Não só esse, mas todo e qualquer escrever – se se procura lhe dar um sentido subjetivo e existencial, abstraindo o lado estético – é parte duma infindável sessão de terapia. Não tenho a intenção de desaconselhar a terapia com especialista. Tento dizer que a própria experiência de vida (acentuada pela perda prematura da mãe) me constituiu como ser humano inclinado à interiorização dos sentimentos mais fortes e autodestrutivos, inclinado ainda a autorreflexão sobre o efeito deles e sobre seu papel na modelagem de minha personalidade. Tenho a impressão de que são os próprios fatos de vida que me dotaram para a literatura (ou de maneira geral para as artes). A escola, útil nas várias fases da formação, me foi necessária, mas não foi o alicerce de minha definição como artista e de meu gosto artístico. Penso muito numa frase do filósofo português Agostinho da Silva, que nos visitou nos anos 1950. Abriu sua conferência sobre poesia, dizendo: “Fernando Pessoa é dessas pessoas que nascem poeta”. Talvez seja por isso que eu possa conviver de maneira equilibrada com a criação literária e com o ensaio crítico. Antes de mais, são atividades vitais, que ganham força objetiva pelo aprendizado e se espalham, pelo trabalho diuturno, em palavras.

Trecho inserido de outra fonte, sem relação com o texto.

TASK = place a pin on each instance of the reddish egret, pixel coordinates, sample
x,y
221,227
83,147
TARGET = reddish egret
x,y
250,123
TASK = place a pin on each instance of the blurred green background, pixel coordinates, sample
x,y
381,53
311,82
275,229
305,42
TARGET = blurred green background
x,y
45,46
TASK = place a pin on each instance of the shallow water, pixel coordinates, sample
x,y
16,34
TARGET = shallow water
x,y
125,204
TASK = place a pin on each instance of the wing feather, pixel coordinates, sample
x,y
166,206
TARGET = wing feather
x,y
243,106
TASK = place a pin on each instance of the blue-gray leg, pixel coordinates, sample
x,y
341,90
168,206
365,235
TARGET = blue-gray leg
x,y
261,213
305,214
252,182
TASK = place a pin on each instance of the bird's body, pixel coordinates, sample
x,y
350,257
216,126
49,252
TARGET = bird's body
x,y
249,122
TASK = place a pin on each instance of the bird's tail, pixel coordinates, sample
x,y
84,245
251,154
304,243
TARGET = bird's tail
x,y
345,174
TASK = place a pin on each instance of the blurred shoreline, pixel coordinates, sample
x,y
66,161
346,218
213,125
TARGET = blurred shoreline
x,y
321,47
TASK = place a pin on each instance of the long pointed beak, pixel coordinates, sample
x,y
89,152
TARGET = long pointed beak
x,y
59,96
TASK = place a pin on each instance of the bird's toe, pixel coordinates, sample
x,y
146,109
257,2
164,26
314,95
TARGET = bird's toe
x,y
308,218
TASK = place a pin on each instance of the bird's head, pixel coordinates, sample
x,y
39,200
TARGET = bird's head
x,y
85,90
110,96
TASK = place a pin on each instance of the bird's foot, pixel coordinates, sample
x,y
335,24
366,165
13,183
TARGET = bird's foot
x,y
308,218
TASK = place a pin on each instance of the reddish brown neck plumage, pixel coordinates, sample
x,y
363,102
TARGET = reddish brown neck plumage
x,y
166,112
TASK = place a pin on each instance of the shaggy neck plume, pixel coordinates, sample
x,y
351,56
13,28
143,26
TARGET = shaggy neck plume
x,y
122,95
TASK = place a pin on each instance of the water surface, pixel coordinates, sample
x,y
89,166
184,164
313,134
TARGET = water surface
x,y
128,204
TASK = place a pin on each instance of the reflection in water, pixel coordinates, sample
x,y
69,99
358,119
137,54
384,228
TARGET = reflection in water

Como o senhor enfrentou o período de pandemia?
Moro no Rio desde 1974, quando regresso de meus estudos em Paris e de meu trabalho em universidades norte-americanas. Gosto de viver no Rio, ainda que, desde o início do ano passado, a própria cidade tenha perdido seus encantos e ganhado novas e trágicas misérias. Vivo confinado, a ver da janela da varanda do apartamento o que se passa. Há uma semana tomei a segunda dose da vacina (tenho 84 anos). Não me sinto preparado para voltar a caminhar pelas ruas. Noutro dia, ao ir à farmácia, tropecei num cano solto na calçada e fui ao chão. Tive de ir à emergência de hospital e dar uns pontos na testa. A solidão em si me incomoda pouco. Ela foi uma opção prazerosa no passado (leitura e escrita a requerem), hoje é uma necessidade. Prazer e necessidade comungam na mesma mesa em que ponho o café da manhã, o almoço e o jantar que preparo, e também na escrivaninha onde está o computador. Não poderia ter imaginado que, ao escolher uma epígrafe de Gaston Bachelard para o romance Stella Manhattan, estaria configurando minha vida atual: “A conquista do supérfluo proporciona uma excitação espiritual maior do que a conquista do necessário. O homem é uma criação do desejo e não da necessidade”.